Climage

STÉPHANIE CHUAT ET VÉRONIQUE REYMOND, RÉALISATRICES

En 2011, lors de la sortie de notre film La Petite Chambre, nous avons constaté que le public qui se rendait au cinéma l’après-midi était largement constitué de femmes retraitées. Frappées par le phénomène, nous avons décidé d’explorer ce monde à la fois anxiogène et fascinant, un monde peuplé de dames…

La solitude affective est une réalité pour beaucoup de femmes sexagénaires dont la vie a brusquement pris un nouveau virage, marqué souvent par une séparation à l’aube de la retraite, ou un deuil, doublé parfois du départ des enfants devenus adultes. Il faut repartir de zéro… et toutes ne sont pas armées pour cela. Beaucoup se sont mariées jeunes, ont créé une famille et se sont consacrées à l’éducation des enfants en gardant ou non une activité professionnelle en parallèle. Aujourd’hui, tout cela est derrière elles et il faut s’adapter à un contexte tout nouveau: ne compter désormais que sur soi-même, et ne plus vivre pour les autres, à travers les autres. C’est déstabilisant.
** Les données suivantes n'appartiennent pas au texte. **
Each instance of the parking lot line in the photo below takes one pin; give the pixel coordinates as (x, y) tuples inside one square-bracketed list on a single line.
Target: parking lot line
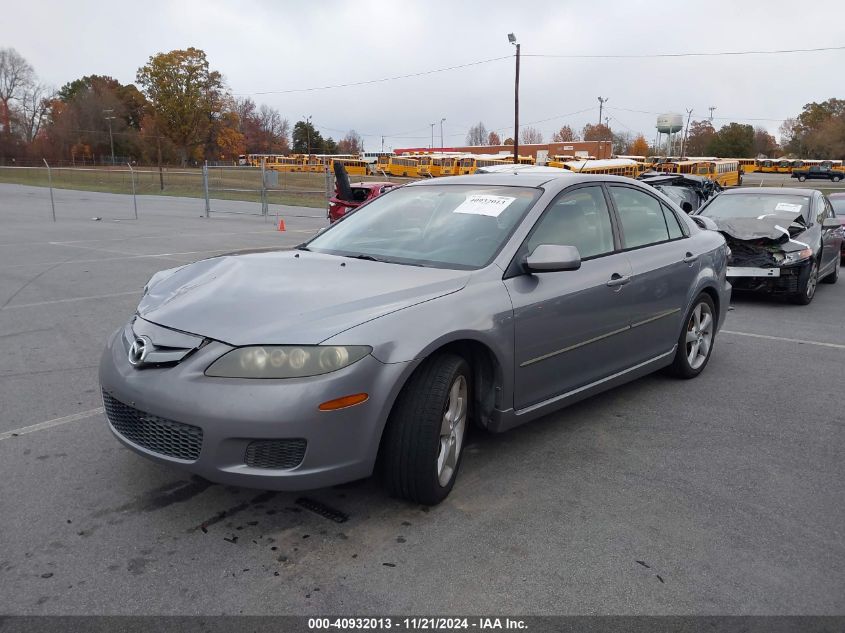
[(51, 423), (47, 303), (785, 339)]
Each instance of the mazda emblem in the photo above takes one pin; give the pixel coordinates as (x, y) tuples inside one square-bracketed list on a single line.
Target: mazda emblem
[(140, 349)]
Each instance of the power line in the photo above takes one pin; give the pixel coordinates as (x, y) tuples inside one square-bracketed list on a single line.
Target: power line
[(710, 54), (375, 81)]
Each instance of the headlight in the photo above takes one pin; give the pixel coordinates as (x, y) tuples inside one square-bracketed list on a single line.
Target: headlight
[(285, 361), (797, 256)]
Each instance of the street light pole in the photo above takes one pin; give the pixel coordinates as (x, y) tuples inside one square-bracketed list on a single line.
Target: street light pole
[(512, 40), (111, 137)]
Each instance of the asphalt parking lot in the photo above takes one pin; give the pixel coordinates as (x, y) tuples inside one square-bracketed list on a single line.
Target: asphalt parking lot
[(721, 495)]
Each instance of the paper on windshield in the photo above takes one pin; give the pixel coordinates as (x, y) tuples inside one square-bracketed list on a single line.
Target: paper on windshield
[(482, 204)]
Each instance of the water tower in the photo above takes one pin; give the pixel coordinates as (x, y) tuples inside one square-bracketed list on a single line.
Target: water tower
[(669, 124)]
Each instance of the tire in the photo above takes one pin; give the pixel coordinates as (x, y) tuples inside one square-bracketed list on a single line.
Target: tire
[(697, 332), (807, 287), (833, 277), (426, 431)]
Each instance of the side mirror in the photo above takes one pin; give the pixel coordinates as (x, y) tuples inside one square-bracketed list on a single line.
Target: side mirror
[(548, 258), (705, 223)]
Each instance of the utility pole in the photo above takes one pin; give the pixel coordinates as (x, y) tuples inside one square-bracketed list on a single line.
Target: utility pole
[(686, 131), (602, 101), (110, 118), (512, 40), (308, 132)]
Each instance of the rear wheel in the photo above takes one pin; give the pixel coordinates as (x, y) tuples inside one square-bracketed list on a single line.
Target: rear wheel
[(833, 277), (807, 287), (426, 430), (696, 341)]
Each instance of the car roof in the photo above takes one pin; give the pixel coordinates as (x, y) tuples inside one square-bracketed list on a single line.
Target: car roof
[(522, 179), (786, 191)]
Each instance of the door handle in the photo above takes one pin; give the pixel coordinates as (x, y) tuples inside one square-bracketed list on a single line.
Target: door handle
[(617, 280)]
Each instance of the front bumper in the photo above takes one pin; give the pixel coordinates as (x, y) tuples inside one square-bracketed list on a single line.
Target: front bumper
[(234, 416), (775, 280)]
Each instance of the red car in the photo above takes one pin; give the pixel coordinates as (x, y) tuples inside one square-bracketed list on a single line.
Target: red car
[(838, 202), (358, 194)]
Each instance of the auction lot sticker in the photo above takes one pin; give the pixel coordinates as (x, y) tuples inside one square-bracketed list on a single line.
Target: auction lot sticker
[(481, 204)]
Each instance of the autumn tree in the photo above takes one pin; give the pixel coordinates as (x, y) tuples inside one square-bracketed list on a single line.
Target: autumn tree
[(699, 137), (477, 135), (530, 135), (599, 132), (307, 140), (185, 94), (352, 143), (564, 135), (638, 147)]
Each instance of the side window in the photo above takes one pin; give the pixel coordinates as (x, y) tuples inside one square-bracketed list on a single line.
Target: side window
[(672, 224), (579, 218), (641, 217)]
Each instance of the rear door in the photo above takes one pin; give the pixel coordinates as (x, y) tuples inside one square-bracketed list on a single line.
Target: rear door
[(571, 327), (664, 262)]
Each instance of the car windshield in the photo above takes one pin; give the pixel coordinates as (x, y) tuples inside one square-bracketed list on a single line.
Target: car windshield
[(756, 205), (445, 226)]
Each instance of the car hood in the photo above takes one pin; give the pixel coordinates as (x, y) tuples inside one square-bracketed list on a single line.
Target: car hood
[(287, 297), (775, 227)]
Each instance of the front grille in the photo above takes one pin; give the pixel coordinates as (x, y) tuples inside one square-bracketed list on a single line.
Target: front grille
[(159, 435), (275, 453)]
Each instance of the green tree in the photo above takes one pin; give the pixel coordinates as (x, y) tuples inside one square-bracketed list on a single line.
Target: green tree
[(734, 140), (186, 96)]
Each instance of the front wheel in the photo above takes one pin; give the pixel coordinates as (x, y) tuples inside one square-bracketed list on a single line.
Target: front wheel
[(807, 287), (426, 431), (696, 341)]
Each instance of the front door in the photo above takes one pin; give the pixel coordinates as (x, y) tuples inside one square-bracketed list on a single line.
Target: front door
[(571, 327)]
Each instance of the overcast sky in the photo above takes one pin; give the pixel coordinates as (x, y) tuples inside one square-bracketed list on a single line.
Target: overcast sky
[(262, 47)]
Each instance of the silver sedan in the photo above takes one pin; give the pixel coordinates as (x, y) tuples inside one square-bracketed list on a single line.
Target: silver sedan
[(487, 299)]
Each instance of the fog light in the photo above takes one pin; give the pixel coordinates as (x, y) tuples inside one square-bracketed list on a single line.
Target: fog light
[(344, 402)]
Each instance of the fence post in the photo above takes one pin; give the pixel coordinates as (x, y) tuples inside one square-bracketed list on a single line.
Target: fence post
[(264, 205), (50, 182), (134, 197), (205, 189)]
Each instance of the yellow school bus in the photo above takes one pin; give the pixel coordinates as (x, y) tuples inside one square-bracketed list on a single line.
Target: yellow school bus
[(402, 166), (748, 165), (611, 166), (725, 172)]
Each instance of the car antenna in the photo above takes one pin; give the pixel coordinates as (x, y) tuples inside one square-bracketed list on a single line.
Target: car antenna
[(584, 165)]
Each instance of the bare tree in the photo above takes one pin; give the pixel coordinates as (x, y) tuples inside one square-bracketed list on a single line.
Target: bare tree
[(531, 135), (34, 107), (16, 75), (477, 134)]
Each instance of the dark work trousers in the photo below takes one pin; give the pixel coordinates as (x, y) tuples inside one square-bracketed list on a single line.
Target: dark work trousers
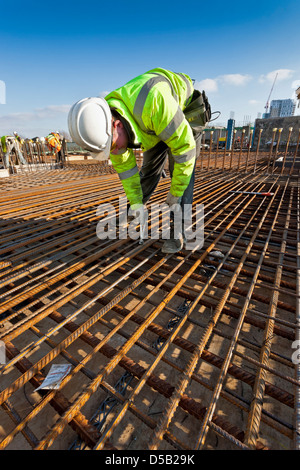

Comme elles ne manquent pas d’énergie, les femmes sexagénaires participent à moult activités organisées (ou non) par les associations dédiées aux seniors, elles font de la musique, de la gym, se déplacent au théâtre, fréquentent les musées… D’ailleurs, force est de constater que les femmes du troisième âge sont les plus grandes consommatrices de culture en Suisse!

Phénomène curieux: en Suisse, les femmes retraitées sont très nombreuses, mais passent étrangement inaperçues… Pire, elles se sentent invisibles aux yeux des hommes, avec l’impression nette d’avoir passé la date de péremption… C’est un fait, les hommes sont souvent attirés par des femmes plus jeunes, et c’est dur de se sentir mise au rencart. D’autant qu’on a encore vingt à trente ans devant soi… la vie ne s’arrête pas avec l’obtention de la carte AVS. Que faire alors de ses désirs, de son besoin d’affection…? Beaucoup sont déçues par des rencontres sans intérêt, d’autre disent avoir totalement renoncé à la sexualité… mais l’évocation des hommes ravive les cœurs et les yeux pétillent lorsqu’on parle d’amour.

Convaincues qu’il y a un film à faire sur le sujet, nous avons lancé un «Appel à Dames» au travers de divers médias. Plus d’une centaine de femmes nous ont répondu, toutes surprises et reconnaissantes qu’on souhaite parler d’elles, avec l’impression de ne pas être assez intéressantes pour figurer dans un film. Car ces femmes n’ont pas été particulièrement valorisées durant leur vie, elles font partie d’une génération oubliée… Nous avons finalement retenu cinq protagonistes âgées de 63 à 75 ans, cinq femmes ordinaires très différentes les unes des autres, avec la qualité commune d’être les héroïnes de leur quotidien: Marion déborde d’activités et ne croit plus à la rencontre amoureuse, Carlita combat ses phobies et cherche son « coup de cœur », Pierrette se régénère dans la musique, Odile se ressource dans la nature et le tir au pistolet, tandis que Nöelle rêve d’un prince charmant moderne, féministe… Nous avons décidé de suivre ces femmes durant une année, afin de cheminer avec elles dans leur vie de tous les jours, et de les voir évoluer au fil des mois, au gré des saisons. Un long tournage qui nous a permis de se laisser apprivoiser, pour que ces femmes d’abord inhibées par la présence d’une caméra nous adoptent peu à peu, nous oublient même, et osent se raconter, se dévoiler… Ensemble, nous avons assisté à la renaissance de Pierrette qui se remet de la mort de son mari, à l’aventure de Marion qui s’inscrit sur un site de rencontre, ou encore à l’ascension du Glacier des Diablerets en téléphérique avec Carlita, décidée à combattre son vertige une fois pour toutes… Nous avons écouté leurs petites et grandes histoires, nous les avons amenées à se livrer plus intimement, à ouvrir leur cœur sur la question de l’amour et de la solitude affective. Admettre qu’on a encore des rêves, et oser dire qu’on a envie de plaire à cet âge-là, c’est presque déplacé. Elles le savent trop bien. Cependant, si nos Dames n’ont plus tous leurs atouts de séduction, elles se connaissent mieux, elles ont de l’humour… Et bien que les hommes aient déserté leur paysage affectif, elles ont appris à user d’autres moyens pour que chaque jour apporte son lot de petits bonheurs. Mais elles rêvent encore d’amour, à demi mot… Parce que c’est la vie. On aime et on a envie d’être aimé, jusqu’au bout. C’est ce que notre film se propose d’explorer.